Siksaan Yang Berkepanjangan

Sesudah para tapol terpaksa dibebaskan oleh karena desakan internasional, mereka dalam jangka lama tetap terus mendapat bermacam-macam perlakuan yang tidak berperikemanusiaan dari pemerintah (dan masyarakat). Tanda ET (eks-tapol) yang dicantumkan pada setiap KTP yang dimiliki olek para eks-tapol adalah salah satu di antara berbagai bentuk siksaan yang dipraktekkan oeh rezim militer Orde Baru. Sekarang ini, ketika rezim Orde Baru sudah terguling sejak lima tahun yang lalu, para eks-tapol yang sudah tua usianya, dan pada umumnya sudah tidak bisa berbuat banyak kecuali menunggu ajal mereka, masih harus terus mendapat perlakuan yang tidak sepatutnya.

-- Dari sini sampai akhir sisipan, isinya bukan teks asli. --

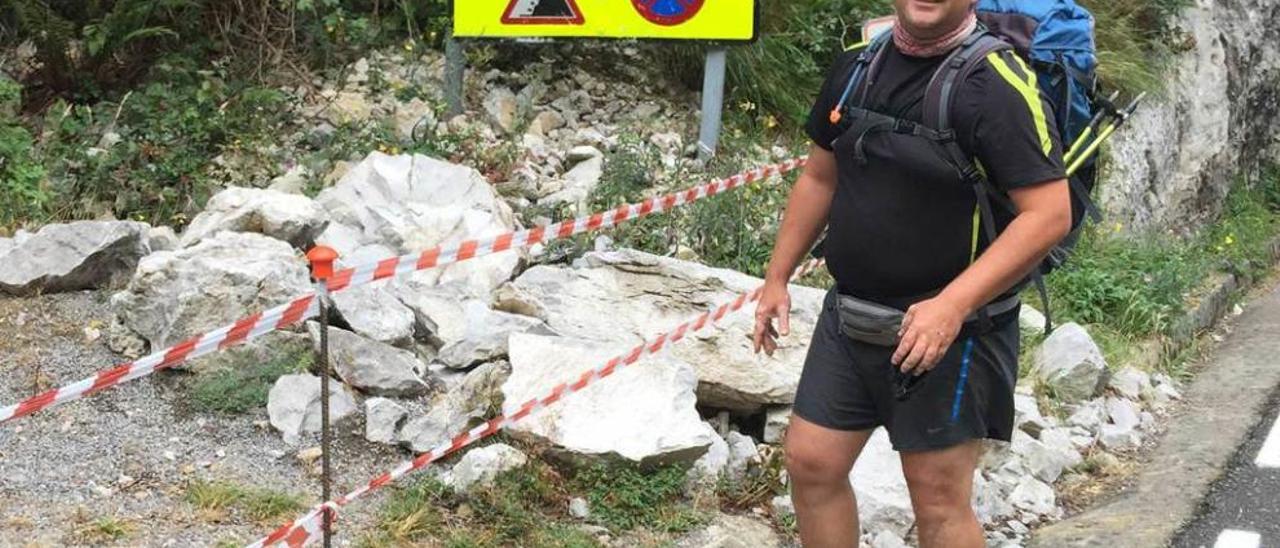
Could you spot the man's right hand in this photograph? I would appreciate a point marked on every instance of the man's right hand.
(775, 302)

Para eks-tapol ini, walaupun sudah berumur lebih dari 60 tahun, tidak berhak mendapat KTP Seumur Hidup seperti halnya warganegara RI lainnya. Demikian bunyi SK Mendagri No.24 tahun 1991. Di sini kelihatan kejanggalan (atau kegilaan ?) SK Mendagri yang dipakai sejak 1991 itu. Bahwa rezim militer Suharto mau menyiksa terus para eks-tapol dengan berbagai cara, itu adalah dapat dimengerti . Tetapi, sekarang ini, ketika reformasi sudah didengung-dengungkan, dan pemerintahan Gotongroyong sudah dibentuk, SK Mendagri ini perlu dicabut. Pencabutan SK Mendagri mengenai KTP Seumur Hidup ini merupakan bukti bahwa pemerintahan Gotongroyong yang dipimpin oleh Presiden Megawati tidak mau meneruskan peraturan yang buruk ini.

Bisa Dijadikan Contoh

Kasus Nani Nurani yang mem-PTUN-kan camat Koja (Jakarta Utara) dalam urusan KTP Seumur Hidup adalah contoh keberanian dan kesedaran seorang warganegara Republik yang patut mendapat penghargaan dari kita semua. Perbuatannya dalam hal ini dapat dijadikan contoh bagi banyak orang (baik perseorangan maupun organisasi), untuk mempersoalkan segala perlakuan-perlakuan yang “aneh-aneh” dari pemerintah dan pejabat-pejabatnya terhadap para korban Orde Baru (beserta keluarga mereka).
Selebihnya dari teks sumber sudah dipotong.